US posts pictures of Radhakrishnan’s 1963 visit on his birthday
The US embassy in India on Thursday marked the birth anniversary of former Indian President Dr Sarvepalli Radhakrishnan by posting pictures of his June 1963 visit to the US.
Radhakrishnan had met President John F Kennedy.
The visit had come just six months after the Indo-China war in October-November, 1962. It was also at a time when India was not anchored with the USSR.
The Embassy used a quote of Radhakrishnan and posted pictures on X saying, “Books are the means by which we build bridges between cultures.”
Inspiring quote by former Indian President, the embassy said, referring to his birth anniversary today celebrated as Teacher’s Day.
After the June 1963 visit, the US and India had issued a joint statement that spoke about how to ‘thwart’ the designs of China.
A Joint Statement issued in June 1963 said, “The President of India spoke of the determination of the government and the people of India to preserve India's territorial integrity.”
“They agreed that their two countries share a mutual defensive concern to thwart the designs of Chinese aggression against the sub-continent.”
Kennedy reiterated the deep interest of his government and the people of the US to reassure Radhakrishnan that India “could count on the warm sympathy and effective assistance of the United States in its development and defence”.

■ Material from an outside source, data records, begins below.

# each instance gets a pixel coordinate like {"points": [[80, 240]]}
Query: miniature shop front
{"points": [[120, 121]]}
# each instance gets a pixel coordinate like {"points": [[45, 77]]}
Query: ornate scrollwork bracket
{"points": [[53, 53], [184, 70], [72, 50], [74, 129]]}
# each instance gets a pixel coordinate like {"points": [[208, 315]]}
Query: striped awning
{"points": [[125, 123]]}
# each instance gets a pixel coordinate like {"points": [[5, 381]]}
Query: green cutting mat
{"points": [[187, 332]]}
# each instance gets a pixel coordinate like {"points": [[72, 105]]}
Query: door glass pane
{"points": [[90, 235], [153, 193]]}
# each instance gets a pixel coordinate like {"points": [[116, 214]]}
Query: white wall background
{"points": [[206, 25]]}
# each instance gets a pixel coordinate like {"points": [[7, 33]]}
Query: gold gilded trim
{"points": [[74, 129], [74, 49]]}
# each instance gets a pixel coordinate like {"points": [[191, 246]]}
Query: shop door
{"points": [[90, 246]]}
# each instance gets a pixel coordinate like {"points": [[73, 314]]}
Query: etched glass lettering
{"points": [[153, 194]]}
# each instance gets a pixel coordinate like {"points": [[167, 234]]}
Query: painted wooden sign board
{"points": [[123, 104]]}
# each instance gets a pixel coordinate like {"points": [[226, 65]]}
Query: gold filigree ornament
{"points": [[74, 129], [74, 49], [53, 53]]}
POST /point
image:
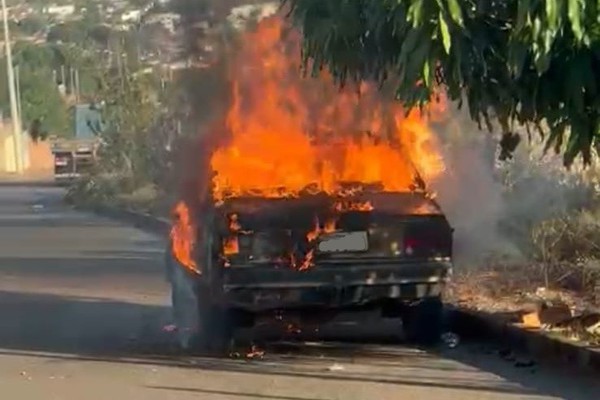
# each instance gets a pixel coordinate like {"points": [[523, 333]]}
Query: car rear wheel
{"points": [[423, 321], [202, 327]]}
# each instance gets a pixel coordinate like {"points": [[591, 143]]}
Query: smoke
{"points": [[493, 205]]}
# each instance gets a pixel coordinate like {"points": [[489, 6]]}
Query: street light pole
{"points": [[14, 111]]}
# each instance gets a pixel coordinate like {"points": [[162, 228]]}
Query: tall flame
{"points": [[288, 133], [183, 237], [285, 135]]}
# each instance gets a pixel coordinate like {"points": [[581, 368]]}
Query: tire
{"points": [[201, 326], [423, 321]]}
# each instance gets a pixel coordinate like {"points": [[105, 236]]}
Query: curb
{"points": [[467, 324], [541, 345]]}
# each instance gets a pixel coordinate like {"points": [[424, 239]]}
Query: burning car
{"points": [[311, 201]]}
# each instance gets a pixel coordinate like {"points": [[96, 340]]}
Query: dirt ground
{"points": [[83, 302]]}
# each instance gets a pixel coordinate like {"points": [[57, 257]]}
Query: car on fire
{"points": [[312, 256]]}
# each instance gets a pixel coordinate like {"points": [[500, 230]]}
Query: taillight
{"points": [[410, 245]]}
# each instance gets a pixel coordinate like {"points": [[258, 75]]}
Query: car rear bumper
{"points": [[259, 289]]}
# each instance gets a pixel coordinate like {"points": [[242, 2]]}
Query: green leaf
{"points": [[552, 13], [415, 13], [455, 12], [445, 31], [575, 11], [427, 74]]}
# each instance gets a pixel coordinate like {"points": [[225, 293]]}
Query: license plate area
{"points": [[344, 242]]}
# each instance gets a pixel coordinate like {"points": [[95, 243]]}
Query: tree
{"points": [[529, 62]]}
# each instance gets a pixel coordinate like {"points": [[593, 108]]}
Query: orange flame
{"points": [[183, 237], [288, 134]]}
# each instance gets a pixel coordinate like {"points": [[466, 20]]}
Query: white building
{"points": [[131, 16], [60, 10], [239, 16], [168, 20]]}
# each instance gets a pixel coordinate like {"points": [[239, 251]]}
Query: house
{"points": [[131, 16], [239, 16], [60, 10]]}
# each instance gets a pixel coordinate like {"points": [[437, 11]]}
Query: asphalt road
{"points": [[83, 303]]}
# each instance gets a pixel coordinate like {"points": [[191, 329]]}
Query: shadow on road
{"points": [[94, 329]]}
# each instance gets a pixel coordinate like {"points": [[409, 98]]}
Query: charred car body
{"points": [[313, 257]]}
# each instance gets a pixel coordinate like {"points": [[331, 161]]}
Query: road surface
{"points": [[83, 303]]}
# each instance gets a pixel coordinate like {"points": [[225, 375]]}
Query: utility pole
{"points": [[14, 112], [18, 84], [77, 86]]}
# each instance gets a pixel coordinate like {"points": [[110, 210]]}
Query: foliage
{"points": [[527, 61]]}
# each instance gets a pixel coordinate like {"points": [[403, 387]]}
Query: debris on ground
{"points": [[450, 339], [508, 294], [255, 353], [169, 328], [335, 367]]}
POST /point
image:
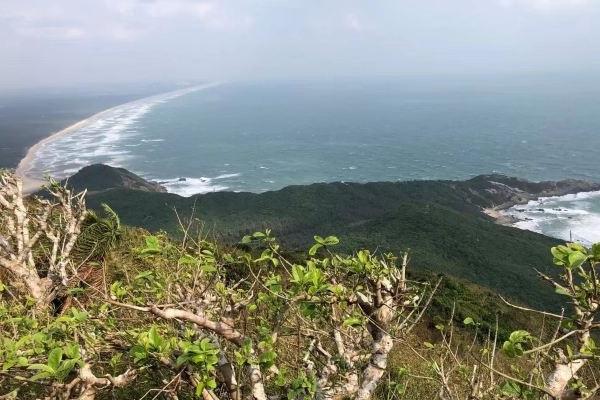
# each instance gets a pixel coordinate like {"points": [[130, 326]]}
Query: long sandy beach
{"points": [[33, 182]]}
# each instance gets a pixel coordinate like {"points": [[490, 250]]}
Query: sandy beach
{"points": [[32, 182]]}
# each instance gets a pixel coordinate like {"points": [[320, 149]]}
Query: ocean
{"points": [[264, 136]]}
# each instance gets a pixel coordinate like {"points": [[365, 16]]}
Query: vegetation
{"points": [[149, 317], [439, 223]]}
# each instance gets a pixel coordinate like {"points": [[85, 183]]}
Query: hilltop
{"points": [[441, 222]]}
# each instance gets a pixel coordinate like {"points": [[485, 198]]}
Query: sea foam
{"points": [[103, 138], [190, 186], [571, 217]]}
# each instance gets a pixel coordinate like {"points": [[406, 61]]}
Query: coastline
{"points": [[33, 183]]}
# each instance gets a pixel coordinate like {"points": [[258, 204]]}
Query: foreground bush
{"points": [[88, 311]]}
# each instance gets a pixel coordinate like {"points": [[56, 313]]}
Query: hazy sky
{"points": [[59, 42]]}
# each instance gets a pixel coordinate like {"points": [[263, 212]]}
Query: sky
{"points": [[53, 43]]}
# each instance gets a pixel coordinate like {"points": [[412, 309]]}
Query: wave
{"points": [[186, 186], [570, 217], [101, 138]]}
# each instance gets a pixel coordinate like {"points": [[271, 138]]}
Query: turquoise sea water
{"points": [[264, 136]]}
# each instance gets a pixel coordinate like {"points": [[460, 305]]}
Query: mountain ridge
{"points": [[442, 223]]}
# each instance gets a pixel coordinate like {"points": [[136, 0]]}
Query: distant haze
{"points": [[78, 42]]}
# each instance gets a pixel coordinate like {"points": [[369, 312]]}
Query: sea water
{"points": [[264, 136]]}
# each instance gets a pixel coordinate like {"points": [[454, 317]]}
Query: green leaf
{"points": [[331, 241], [563, 291], [352, 322], [576, 259], [41, 367], [313, 250], [54, 358]]}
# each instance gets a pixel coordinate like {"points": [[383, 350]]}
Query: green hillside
{"points": [[439, 221]]}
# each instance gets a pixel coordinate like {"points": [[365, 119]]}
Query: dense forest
{"points": [[100, 301]]}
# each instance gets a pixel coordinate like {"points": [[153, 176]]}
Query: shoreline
{"points": [[502, 215], [33, 183]]}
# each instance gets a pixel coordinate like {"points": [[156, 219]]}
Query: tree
{"points": [[37, 237], [559, 362]]}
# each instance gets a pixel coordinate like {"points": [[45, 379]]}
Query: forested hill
{"points": [[441, 222]]}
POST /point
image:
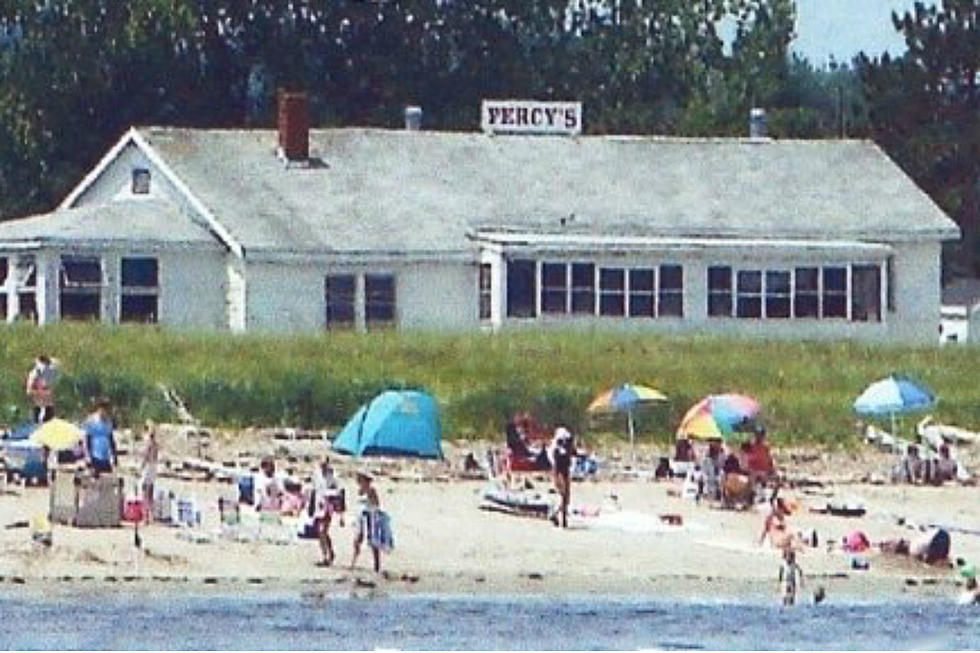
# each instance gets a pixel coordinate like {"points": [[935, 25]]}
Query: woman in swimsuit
{"points": [[370, 509], [562, 452]]}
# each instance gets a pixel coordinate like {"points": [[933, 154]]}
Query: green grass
{"points": [[479, 379]]}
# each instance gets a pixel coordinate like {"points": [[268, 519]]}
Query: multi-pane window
{"points": [[643, 292], [3, 294], [719, 291], [583, 288], [379, 299], [612, 291], [140, 289], [806, 292], [777, 294], [521, 288], [834, 292], [24, 272], [141, 181], [748, 294], [670, 295], [340, 294], [554, 288], [486, 290], [80, 284], [866, 293]]}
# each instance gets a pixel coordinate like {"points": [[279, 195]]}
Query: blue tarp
{"points": [[395, 423]]}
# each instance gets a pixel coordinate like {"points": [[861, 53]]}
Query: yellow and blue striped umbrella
{"points": [[625, 398]]}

The June 1963 visit is described by John F Kennedy library as a ‘Philosopher's Journey: President Radhakrishnan’.
Radhakrishnan had met President John F Kennedy at the White House, visited the National Aeronautics and Space Administration (NASA) site in Cape Canaveral, Florida. He had also visited Los Angeles, New York City and the United Nations (UN) headquarters. He was in Colorado -- to review the management of water resources.
This was around the time the Bhakra Dam had been completed, and a canal system originating from its waters would aid the Green Revolution launched in the late 1960s.